Грусть промелькнула на ее лице и пропала, но эта грусть была глубокой. Он начал лучше понимать, с какой потерей просит ее смириться.
– Мне надо подумать. Когда вам нужен ответ?
Наоми, сообщив ему известие, попросила сказать Терезе. Не добиться согласия, не поторговаться. Она выбрала глагол «сказать». А вышло вот что. Джим почесал себе шею.
– До начала семестра еще несколько недель. Я хотел отправить тебя пораньше, дать освоиться, но если мы пойдем с относительно жестким ускорением…
– Понимаю, – сказала она. – Я не буду слишком тянуть.
Он выплыл из каюты, толкнулся вдоль коридора. Услышал, как закрылась за ним дверь. Корабль молчал. Наоми ждала у себя. Ему предстояло признаться, что пятнадцатилетняя девчонка добилась от него права выбора: поступать в интернат или… надо полагать, остаться на корабле? Пойти против планов Наоми. Вроде бы он за это не в ответе, но все равно чувствовал, что не справился с поручением.
Проплывая мимо каюты Алекса, он услышал знакомый голос: «…но навещать нас станет труднее, а Рохи беременна, и тебе наверняка хотелось бы увидеть внука». Алекс с тех пор, как получил это письмо, стал часто улыбаться, но Джима одолевали другие чувства. Надо было бы радоваться за Алекса, и он считал, что неплохо изобразил радость.
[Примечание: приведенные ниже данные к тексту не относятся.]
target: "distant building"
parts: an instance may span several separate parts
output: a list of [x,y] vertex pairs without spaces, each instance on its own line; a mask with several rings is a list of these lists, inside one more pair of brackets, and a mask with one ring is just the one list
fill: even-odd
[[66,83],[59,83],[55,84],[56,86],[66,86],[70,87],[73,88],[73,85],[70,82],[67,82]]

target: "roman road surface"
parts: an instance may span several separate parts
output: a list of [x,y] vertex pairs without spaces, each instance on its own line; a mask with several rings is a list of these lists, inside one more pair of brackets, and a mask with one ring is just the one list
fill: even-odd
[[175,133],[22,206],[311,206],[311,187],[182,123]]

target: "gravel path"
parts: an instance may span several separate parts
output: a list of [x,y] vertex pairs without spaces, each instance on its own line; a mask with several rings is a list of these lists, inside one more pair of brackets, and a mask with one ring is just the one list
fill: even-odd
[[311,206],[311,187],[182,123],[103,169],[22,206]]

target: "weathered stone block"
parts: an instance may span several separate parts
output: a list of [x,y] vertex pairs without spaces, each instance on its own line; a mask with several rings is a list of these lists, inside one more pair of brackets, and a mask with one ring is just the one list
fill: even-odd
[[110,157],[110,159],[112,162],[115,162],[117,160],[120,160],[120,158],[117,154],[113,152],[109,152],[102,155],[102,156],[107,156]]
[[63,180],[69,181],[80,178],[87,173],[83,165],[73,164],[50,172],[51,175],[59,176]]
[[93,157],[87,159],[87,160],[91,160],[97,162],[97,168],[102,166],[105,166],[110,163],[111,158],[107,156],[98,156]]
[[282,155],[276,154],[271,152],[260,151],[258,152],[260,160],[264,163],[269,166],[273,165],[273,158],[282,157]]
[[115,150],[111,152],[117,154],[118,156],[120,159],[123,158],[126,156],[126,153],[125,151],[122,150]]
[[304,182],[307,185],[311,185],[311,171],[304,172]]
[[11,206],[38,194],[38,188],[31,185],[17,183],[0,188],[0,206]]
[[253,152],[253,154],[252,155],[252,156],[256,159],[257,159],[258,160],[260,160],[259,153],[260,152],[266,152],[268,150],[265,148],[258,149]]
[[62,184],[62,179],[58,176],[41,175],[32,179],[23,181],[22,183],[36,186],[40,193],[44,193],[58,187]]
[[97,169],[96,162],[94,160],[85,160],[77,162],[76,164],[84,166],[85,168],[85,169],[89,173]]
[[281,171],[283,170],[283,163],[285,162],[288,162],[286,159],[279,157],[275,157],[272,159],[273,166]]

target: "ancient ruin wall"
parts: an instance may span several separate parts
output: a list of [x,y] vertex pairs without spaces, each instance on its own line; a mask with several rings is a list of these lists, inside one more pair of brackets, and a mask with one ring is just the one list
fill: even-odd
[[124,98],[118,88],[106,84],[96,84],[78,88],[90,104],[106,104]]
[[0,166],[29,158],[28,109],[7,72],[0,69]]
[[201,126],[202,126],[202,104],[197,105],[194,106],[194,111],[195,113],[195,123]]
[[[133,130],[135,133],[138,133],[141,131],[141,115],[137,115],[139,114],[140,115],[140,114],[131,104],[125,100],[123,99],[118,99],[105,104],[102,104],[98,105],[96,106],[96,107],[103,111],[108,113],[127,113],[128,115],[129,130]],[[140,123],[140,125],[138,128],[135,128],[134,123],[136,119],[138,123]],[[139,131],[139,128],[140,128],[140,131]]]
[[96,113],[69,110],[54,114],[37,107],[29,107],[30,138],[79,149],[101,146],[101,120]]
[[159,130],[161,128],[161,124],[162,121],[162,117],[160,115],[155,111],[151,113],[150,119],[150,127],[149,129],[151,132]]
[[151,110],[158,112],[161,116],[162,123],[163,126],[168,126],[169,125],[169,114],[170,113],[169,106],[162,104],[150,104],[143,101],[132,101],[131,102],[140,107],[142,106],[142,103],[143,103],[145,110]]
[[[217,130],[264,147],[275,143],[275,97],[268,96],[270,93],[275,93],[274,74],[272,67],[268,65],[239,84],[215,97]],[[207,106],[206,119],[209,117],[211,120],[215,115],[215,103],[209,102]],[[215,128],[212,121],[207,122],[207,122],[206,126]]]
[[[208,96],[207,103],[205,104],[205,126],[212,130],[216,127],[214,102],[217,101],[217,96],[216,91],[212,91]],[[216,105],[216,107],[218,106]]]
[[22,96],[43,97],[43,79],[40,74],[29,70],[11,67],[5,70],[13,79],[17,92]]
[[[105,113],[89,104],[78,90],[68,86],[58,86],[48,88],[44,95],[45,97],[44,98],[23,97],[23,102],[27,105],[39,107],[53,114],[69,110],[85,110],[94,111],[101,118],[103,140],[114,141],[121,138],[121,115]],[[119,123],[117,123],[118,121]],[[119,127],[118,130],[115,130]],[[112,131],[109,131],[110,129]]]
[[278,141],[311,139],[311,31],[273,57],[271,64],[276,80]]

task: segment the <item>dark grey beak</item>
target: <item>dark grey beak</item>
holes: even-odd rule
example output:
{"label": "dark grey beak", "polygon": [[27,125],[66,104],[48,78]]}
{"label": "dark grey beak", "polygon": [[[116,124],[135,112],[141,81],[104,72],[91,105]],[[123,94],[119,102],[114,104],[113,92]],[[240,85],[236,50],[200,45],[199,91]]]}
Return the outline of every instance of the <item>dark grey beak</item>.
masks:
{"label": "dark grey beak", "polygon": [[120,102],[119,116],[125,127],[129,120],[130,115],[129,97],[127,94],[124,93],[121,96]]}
Похлопал пилота по плечу, рассказал анекдот про дедушку, рассмешив старого друга.
А на деле Джим поражался оптимизму Кита. «Поражался» здесь означало скорее «ужасался». Алекс часто заговаривал о внуке, прикидывал, родился уже или нет, какого будет роста, гадал, какое имя выберут Кит с женой, а Джиму виделось лишь еще одно тело в груде мертвецов, когда настанет конец. Еще один младенец перестанет дышать, когда неуловимый враг разрешит свою задачу. Еще одна смерть.
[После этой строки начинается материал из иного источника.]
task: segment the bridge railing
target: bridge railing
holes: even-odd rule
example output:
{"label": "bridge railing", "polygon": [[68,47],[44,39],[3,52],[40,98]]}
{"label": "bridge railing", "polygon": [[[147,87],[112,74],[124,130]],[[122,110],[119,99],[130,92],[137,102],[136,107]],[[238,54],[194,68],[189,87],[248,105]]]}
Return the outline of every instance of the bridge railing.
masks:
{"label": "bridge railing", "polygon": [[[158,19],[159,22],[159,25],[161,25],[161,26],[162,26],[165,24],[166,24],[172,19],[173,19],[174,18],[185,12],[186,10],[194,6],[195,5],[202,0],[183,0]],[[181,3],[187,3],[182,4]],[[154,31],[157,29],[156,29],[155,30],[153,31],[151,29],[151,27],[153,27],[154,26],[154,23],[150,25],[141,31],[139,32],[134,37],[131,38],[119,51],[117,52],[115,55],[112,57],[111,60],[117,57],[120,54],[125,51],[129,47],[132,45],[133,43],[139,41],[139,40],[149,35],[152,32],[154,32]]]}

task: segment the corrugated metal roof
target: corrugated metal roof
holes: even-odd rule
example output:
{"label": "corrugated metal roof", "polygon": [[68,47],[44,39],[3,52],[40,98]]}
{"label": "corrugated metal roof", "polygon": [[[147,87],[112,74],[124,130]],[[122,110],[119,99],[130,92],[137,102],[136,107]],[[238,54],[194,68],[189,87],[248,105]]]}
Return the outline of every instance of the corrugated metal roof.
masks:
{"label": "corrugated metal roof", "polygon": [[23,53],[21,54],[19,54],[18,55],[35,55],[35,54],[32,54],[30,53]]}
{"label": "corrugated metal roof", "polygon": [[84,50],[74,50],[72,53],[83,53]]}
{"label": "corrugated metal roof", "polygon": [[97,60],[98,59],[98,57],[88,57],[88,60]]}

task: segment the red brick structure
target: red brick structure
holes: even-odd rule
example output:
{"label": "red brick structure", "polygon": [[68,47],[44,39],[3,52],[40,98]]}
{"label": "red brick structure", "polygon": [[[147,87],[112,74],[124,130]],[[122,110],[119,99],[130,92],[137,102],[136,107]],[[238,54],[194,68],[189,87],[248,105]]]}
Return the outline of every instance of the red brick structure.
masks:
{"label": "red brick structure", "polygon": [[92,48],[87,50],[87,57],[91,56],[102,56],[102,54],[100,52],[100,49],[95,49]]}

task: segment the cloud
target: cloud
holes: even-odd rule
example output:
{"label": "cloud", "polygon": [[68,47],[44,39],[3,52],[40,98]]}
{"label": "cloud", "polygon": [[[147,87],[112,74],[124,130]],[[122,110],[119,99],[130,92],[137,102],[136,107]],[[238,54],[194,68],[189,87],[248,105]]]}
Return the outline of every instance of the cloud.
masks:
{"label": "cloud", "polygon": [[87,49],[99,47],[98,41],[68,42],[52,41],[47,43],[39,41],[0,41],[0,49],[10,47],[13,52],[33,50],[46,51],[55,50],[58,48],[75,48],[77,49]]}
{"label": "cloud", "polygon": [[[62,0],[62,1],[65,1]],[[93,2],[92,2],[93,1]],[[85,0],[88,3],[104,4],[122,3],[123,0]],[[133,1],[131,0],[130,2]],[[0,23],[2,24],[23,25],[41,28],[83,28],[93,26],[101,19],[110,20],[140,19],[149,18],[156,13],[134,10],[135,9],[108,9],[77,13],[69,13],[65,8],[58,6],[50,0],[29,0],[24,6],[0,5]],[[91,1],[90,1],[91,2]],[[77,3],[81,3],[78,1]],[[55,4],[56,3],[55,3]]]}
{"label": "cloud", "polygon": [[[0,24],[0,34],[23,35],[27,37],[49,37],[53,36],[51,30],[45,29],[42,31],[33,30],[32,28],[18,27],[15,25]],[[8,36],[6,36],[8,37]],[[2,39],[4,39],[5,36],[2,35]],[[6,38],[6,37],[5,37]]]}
Наверное, это было неправильно. Сколько раз уже случался конец света: черная смерть, ядерная война, коллапс продовольственной системы. Перелет Эроса. У каждого поколения свой апокалипсис. Если бы люди всякий раз переставали влюбляться, рожать детей, радоваться, мечтать, до отказа проживать отпущенный им срок, человечество бы кончилось намного раньше.
Просто в этот раз все иначе. В этот раз им не выкарабкаться. Знал, понимал это только один человек – Амос. Только с Амосом он и мог поговорить.
Джим направился в сторону реактора и двигателя. В воздухе стоял сладковатый запах силиконовой смазки, и негромкое тявканье Ондатры направило Джима к машинному отделению. Псина плавала в воздухе, вертя хвостом, отчего и голова ее описывала крошечные круги. Губы Ондатра растянула в широкой собачьей ухмылке.
– Опять я без сосиски, – извинился Джим.
Собака тихо гавкнула в ответ.
– Не так ей и нужна сосиска, – заметил Амос. – Просто ты ей нравишься.
Джим, одной рукой придержав собаку, погладил ее другой.
– Знаешь, всегда считал, что не дело держать собаку на космическом корабле, а все-таки мне нравится, что она здесь. Больше, само собой, когда мы идем с ускорением…
Амос поднялся с рабочего места, не выпуская из рук маленький сварочный аппарат. Защитные очки он сдвинул на лоб. В зажимах торчал гидравлический клапан, цепочка ожогов на керамике отмечала места, где еще не остыли металлические заплатки.
– Да ей и самой неловко, когда мне приходится таскать ее в вакуумный гидрант.
– Куда-куда?
– Эвфемизм для собачьего туалета, – объяснил Амос. – Это не я придумал – нашел в сети.
– То есть в невесомости полно таких псин, – обратился к Ондатре Джим. – Не ты одна.
– И с атрофией они справляются лучше нашего, – продолжал Амос, стягивая с головы очки и переправляя их в ящик для инструментов. – Может, потому что сцепление с грунтом у них на четыре точки.
– Возможно. Я буду по ней скучать, – сказал Джим и кивнул на клапан: – Непорядок с подачей воды?
– Нет. И не будет. Клапан подпортила минерализация, а если дожидаться, пока начнется эрозия, с тем же успехом можно печатать новый, понимаешь?
– Понимание я доверил хорошему специалисту. С меня и хватит.
Амос прищелкнул горелку в зажимы и вытянул из кармана тряпицу для полировки.
– Надо бы валить к чертям из Медленной зоны. Пока висим здесь, у меня мурашки по затылку так и бегают.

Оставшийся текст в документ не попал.